El Señor no quiere tenernos en duro trato para siempre. Debe llegar un día en que él levanta la disciplina y nos dice: «¡Ahora, vayan, llenen el mundo, mejor preparados, fortalecidos, más humildes de corazón, dependiendo de mí!», viviendo la vida corporativa, la realidad de Cristo, en comunión unos con otros, humillados ante el Señor, para que su Espíritu fluya.

«Recibiréis poder, cuando haya venido sobre vosotros el Espíritu Santo, y me seréis testigos en Jerusalén, en toda Judea, en Samaria, y hasta lo último de la tierra» (Hech. 1:8). El Espíritu fue dado para testificar. Porque el Espíritu Santo utilizará aun una pequeña palabra. Y la preciosa semilla que está en ti brotará en aquel que la reciba.

En estos días se nos ha dicho que somos siervos. Los siervos obedecen. «Id y predicad el evangelio». Las iglesias que se multiplicaban, llevaban poco tiempo; algunos tal vez tenían solo unos cuantos meses de convertidos. Pero si tienes el tesoro, esa riqueza se nota en tu rostro, porque tu boca se llenó de risa, porque grandes cosas ha hecho el Señor con nosotros, y entonces otros también querrán tener lo que tú tienes.

Fruto y aprobación

«Irá andando y llorando el que lleva la preciosa semilla». Lloramos porque no sembramos bien, o porque el fruto ha sido poco, comparado con el potencial que tiene. Andando y llorando, una y otra vez. Si tan solo nos disponemos, ¡qué cantidad de puertas abrirá el Señor! Si él te ve dispuesto, con el corazón lleno, él te utilizará y podrás hablar a quienes nunca pensaste hablar. «Mas volverá a venir con regocijo, trayendo sus gavillas». El siervo fiel va y siembra, y vuelve, lleno de gozo, trayendo su cosecha.

La figura aquí es muy hermosa, especialmente si vemos que  salimos a sembrar enviados por nuestro Señor Jesucristo, y cuando «volvemos», somos los siervos que volvemos a rendir cuentas ante él. ¿Cómo será aquel bendito día que tenemos por delante?

«Y llegando el que había recibido cinco talentos, trajo otros cinco talentos, diciendo: Señor, cinco talentos me entregaste; aquí tienes, he ganado otros cinco talentos sobre ellos» (Mat. 25:20). ¡Qué maravilloso! Fuimos llorando y sembrando, pero regresamos.
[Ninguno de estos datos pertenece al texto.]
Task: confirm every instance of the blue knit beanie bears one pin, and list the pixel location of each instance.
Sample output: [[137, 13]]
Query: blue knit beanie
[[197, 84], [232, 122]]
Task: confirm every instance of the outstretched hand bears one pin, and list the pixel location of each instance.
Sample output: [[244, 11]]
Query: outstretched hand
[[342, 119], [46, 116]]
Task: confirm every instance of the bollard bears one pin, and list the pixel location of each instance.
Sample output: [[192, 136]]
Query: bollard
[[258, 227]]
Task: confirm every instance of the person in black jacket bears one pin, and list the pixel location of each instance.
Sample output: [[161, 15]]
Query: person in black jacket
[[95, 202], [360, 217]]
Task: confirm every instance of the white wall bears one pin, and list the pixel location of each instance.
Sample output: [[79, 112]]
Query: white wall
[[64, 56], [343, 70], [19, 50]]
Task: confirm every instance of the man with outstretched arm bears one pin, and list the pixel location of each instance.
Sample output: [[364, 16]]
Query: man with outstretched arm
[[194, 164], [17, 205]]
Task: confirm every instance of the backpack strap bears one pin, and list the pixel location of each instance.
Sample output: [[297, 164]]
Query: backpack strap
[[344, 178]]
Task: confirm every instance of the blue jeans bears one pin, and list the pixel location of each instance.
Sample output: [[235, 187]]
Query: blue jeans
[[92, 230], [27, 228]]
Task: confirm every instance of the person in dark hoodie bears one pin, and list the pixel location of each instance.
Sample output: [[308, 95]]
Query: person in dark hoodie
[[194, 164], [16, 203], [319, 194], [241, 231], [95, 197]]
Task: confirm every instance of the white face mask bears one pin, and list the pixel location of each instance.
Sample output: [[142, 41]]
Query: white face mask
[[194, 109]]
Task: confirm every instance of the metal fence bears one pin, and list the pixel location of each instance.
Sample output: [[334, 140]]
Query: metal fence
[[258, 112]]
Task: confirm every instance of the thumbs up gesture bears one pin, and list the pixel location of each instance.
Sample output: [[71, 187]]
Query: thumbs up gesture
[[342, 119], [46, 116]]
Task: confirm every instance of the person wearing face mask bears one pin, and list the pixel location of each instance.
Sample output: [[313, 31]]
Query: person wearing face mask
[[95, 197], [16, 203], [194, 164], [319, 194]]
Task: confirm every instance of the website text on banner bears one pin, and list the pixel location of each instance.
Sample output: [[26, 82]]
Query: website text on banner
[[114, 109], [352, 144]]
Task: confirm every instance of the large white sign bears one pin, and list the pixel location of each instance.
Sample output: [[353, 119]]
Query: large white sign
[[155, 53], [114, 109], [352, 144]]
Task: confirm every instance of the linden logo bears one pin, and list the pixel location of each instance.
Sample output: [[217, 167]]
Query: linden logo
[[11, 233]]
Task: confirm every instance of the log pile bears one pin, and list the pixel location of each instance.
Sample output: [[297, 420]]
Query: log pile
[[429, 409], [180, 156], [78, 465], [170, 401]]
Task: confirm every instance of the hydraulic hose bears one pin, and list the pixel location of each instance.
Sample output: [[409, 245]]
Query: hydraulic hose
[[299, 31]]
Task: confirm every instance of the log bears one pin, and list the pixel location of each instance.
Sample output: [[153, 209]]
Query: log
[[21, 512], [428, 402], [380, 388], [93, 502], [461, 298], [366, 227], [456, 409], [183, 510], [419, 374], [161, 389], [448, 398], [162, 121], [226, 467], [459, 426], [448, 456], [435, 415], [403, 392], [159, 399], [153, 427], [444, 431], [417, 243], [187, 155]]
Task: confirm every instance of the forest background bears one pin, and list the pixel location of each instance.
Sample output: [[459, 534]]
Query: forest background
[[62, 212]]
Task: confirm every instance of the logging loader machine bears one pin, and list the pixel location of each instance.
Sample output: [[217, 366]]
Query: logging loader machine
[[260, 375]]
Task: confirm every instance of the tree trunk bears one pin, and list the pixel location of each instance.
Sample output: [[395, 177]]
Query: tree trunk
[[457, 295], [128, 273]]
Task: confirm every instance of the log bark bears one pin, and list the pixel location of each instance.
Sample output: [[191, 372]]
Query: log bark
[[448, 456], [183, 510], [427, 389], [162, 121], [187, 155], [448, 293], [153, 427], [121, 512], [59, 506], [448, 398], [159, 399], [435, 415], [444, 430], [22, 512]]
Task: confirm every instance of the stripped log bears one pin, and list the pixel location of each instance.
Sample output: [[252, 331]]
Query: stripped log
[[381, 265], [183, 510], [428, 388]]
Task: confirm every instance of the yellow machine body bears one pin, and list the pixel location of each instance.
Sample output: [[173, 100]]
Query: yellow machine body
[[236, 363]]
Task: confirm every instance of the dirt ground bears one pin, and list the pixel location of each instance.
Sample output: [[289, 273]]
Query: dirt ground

Porque hay un día señalado, en el cual tú y yo vendremos ante nuestro Señor, y no queremos llegar con las manos vacías como aquel otro siervo negligente.

Si esto no nos quiebra, ¿qué nos quebrantará? ¿Cómo te presentarás delante del Señor? «Señor, tú me diste el evangelio de las inescrutables riquezas de Cristo, y yo lo creí. Tu palabra me traspasó, y yo me convertí. Y te amé y amé a los hermanos. Fui frágil, fui torpe, cometí muchos errores. Perdóname todo, pero aquí vengo, Señor. Aquí tienes lo tuyo».

Y el Señor nos dirá: «Bien, buen siervo y fiel». Amén.

Síntesis de un mensaje oral impartido en Rucacura (Chile), en enero de 2019.